Until she said, “I can’t call her that. I just can’t. It was a mistake.”
Brilliantly, he asked, “Huh?”
“Naming her ‘Susannah.’ Every time I say it—Evan, I just can’t. It’s more than two months, but it just doesn’t feel right. We have to think of something else.”
Slipping his arms around her, he ventured, “Middle name?”
“Maybe.”
“We could tack on another one,” he said.
Holly nodded against his shoulder. “It’s just—she deserves a name of her own, you know? Not have to share it. And we have to remember Susannah as herself, not replace her, not even with our own child. Am I making any sense at all?”
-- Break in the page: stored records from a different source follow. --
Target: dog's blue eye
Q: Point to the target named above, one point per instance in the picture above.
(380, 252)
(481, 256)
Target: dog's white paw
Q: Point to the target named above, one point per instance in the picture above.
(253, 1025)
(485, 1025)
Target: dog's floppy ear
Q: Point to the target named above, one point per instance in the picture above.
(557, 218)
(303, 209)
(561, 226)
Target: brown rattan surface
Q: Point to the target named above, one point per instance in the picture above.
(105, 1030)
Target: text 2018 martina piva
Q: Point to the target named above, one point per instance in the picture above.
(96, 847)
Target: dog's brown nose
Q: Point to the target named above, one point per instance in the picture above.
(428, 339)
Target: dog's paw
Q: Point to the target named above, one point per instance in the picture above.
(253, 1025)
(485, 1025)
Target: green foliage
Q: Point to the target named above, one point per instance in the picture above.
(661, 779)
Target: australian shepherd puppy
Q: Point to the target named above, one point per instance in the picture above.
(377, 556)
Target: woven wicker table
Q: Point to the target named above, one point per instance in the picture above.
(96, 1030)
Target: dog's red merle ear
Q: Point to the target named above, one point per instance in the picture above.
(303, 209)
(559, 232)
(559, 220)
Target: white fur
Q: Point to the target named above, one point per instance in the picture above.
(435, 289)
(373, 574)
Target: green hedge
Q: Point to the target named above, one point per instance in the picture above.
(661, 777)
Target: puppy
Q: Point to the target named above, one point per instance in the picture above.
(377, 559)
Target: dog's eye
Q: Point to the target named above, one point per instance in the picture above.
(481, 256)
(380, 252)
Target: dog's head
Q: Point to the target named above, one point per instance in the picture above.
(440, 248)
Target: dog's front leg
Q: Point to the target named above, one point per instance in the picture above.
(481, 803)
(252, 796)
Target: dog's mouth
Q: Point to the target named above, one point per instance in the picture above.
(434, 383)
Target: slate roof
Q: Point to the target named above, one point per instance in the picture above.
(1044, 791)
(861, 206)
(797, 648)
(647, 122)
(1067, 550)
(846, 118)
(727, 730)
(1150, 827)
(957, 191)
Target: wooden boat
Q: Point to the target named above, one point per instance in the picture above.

“Shockingly, yes,” he teased. “We’ll think of something, lady love. Until we come up with a nickname or whatever, we can just call her Hey You. It’s not like she’ll know the difference.”
They’d tried variations for a while, but it turned out she wasn’t a Susan, Suzy, Anne, Anna, or any of the usual variations thereof. They experimented with Rowan, shook their heads, then went with Ro for about five minutes—until Lulah started singing, “Merrily, merrily, merrily, merrily,” and that was the end of that.
“This is ludicrous,” Holly had announced. “I’ve named hundreds of characters, and I can’t come up with a name for my own daughter?”
“It’ll come to you,” Lulah said serenely.